Within the first four episodes, Waithe and the producers create a bricolage of character arcs, narrative styles and dramatic genres that at times comes across as cumbersome or even frenetic. The resulting tale attempts to achieve a lot of things at once while tying everything together with a crime story developing as a subplot. In this sense its execution isn’t completely clean and can be somewhat confusing.
But its saving grace, the aspect that comes across with complete clarity, is the joy and sorrow and struggle channeled through these characters, all of whom live with and react to different circumstances presented to them within the same set of urban boundaries. One family can produce a striver (Jason Mitchell) and a smart, sensitive kid whose cockiness and streetwise sensibility leads him to make poor choices. Another allows tragedy to blind them with a wrath that spirals outward, and still another forces a handsome, carefree kid (Jacob Latimore) to contend with the duties of adulthood when circumstances drop responsibility at his feet.
Each of these people, even the most imperfect, breathes a distinctive culture into their neighborhood, and their kindness and creativity lends as much warmth and flavor to their community as the desperation and rage that painted the place its reputation for danger and bitterness. And that’s just part of the story we see in these first episodes.
“The Chi” may not be the first TV attempt to bring viewers into the streets, pulpits, living rooms and lives of a populace many are more comfortable judging from the outside. But it is the rare drama that begins by seating the audience inside the hearts and heads of the characters who live there.
Only then do the writers introduce a familiar catalyst, a pair of related crimes, to muddle any emotional clarity one may begin to attach to these characters. The crimes themselves shock, break our hearts even, and it’s simultaneously unfortunate and forgivable that this aspect of the plot so obviously lacks polish.
This show isn’t “The Wire,” though at times its careful consideration seems clearly influenced by that groundbreaking drama.
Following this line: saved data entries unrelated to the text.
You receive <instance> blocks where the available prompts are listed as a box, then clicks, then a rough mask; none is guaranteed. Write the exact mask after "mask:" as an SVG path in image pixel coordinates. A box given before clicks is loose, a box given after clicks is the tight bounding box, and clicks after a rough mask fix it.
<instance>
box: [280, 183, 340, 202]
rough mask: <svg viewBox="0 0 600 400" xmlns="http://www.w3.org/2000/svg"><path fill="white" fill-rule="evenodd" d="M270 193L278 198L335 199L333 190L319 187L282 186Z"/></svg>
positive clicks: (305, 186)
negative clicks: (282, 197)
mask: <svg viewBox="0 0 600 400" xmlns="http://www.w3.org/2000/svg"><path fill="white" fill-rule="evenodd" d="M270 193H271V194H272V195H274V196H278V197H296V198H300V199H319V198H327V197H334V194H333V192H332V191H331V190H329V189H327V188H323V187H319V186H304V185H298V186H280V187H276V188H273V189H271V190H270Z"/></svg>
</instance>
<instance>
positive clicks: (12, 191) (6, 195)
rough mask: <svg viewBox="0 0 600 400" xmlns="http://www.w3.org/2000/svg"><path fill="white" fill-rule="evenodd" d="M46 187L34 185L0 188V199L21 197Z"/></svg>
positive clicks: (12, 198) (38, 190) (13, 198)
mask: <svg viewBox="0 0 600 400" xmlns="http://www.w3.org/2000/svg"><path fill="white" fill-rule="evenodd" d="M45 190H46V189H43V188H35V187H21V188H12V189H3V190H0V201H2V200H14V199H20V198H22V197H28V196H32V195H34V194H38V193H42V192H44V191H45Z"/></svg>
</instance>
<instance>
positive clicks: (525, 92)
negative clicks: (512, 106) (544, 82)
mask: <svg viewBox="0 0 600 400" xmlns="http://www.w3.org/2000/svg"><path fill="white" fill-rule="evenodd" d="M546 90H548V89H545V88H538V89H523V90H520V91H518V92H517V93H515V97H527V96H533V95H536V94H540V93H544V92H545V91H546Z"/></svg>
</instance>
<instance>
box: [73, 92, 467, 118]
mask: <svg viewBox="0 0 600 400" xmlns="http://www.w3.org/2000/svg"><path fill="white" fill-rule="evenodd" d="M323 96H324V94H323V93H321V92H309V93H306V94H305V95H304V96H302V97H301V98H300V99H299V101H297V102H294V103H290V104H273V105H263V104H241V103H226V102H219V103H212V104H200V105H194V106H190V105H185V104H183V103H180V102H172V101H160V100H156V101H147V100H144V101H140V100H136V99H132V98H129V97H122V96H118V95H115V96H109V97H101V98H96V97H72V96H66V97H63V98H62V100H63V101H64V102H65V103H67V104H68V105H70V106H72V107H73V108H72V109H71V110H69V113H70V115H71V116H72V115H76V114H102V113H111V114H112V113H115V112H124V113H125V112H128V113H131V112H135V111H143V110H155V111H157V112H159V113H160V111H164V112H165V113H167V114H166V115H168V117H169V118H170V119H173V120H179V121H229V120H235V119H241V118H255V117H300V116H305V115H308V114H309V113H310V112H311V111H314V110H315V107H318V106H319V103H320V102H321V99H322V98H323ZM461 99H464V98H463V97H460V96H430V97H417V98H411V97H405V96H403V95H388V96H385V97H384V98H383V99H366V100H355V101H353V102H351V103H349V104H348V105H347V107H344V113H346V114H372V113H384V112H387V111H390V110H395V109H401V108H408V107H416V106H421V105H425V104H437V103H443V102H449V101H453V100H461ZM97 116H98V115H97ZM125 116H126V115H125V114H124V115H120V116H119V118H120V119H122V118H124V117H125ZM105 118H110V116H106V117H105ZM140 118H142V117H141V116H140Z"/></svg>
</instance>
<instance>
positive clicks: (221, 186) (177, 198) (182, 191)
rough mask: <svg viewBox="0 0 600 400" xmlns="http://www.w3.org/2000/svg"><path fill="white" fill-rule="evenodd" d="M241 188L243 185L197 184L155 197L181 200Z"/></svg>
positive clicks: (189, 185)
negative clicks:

Rather, if Waithe draws any lessons from the narrative style employed in that HBO series, it’s in laying out the reasons that the people in her series do what they do in a way that’s rational and understandable. In that way a down-on-his-luck drifter who would be conveniently expendable on another series (played with sensitivity by Ntare Guma Mbaho Mwine) becomes central to a story that ranges wide and wanders across a web of stories and emotions. The aforementioned crimes fray the fiber of the community’s web and hint at playing an auxiliary role in a burgeoning subplot related to corruption in the local police department. But the cops on that force don’t uniformly wear that same stain, particularly Detective Cruz (Armando Riesco), who commits himself to knowing the people on his beat where others would see them in the same light.
“The Chi” also leads viewers through the story from a child’s point of view, anchored by an energetic performance by Alex Hibbert, whose character Kevin unwittingly becomes a link between the tensions in the adult world and the innocent joys and annoyance of being school-aged. One scene tells it all, as Kevin darts from a real danger for fear of his life only to find himself captured by an amorous girl.
At times the leaps between these different subplots can feel a bit like whiplash, but the performances are rendered with such passion and heart as to ease the viewer’s way toward embracing the feelings these characters engender in us as opposed to being distracted by its all-in-one presentation.
But this only embodies the concurrent simplicity and difficulty of Waithe’s task in accurately depicting “The Chi.” All we’re asking the producers to do is show us the truth about a multifaceted place with all of its vitality, uniqueness, greatness and strife. All the drama's creators ask, in return, is to recognize that the place is built upon the fortitude of its people.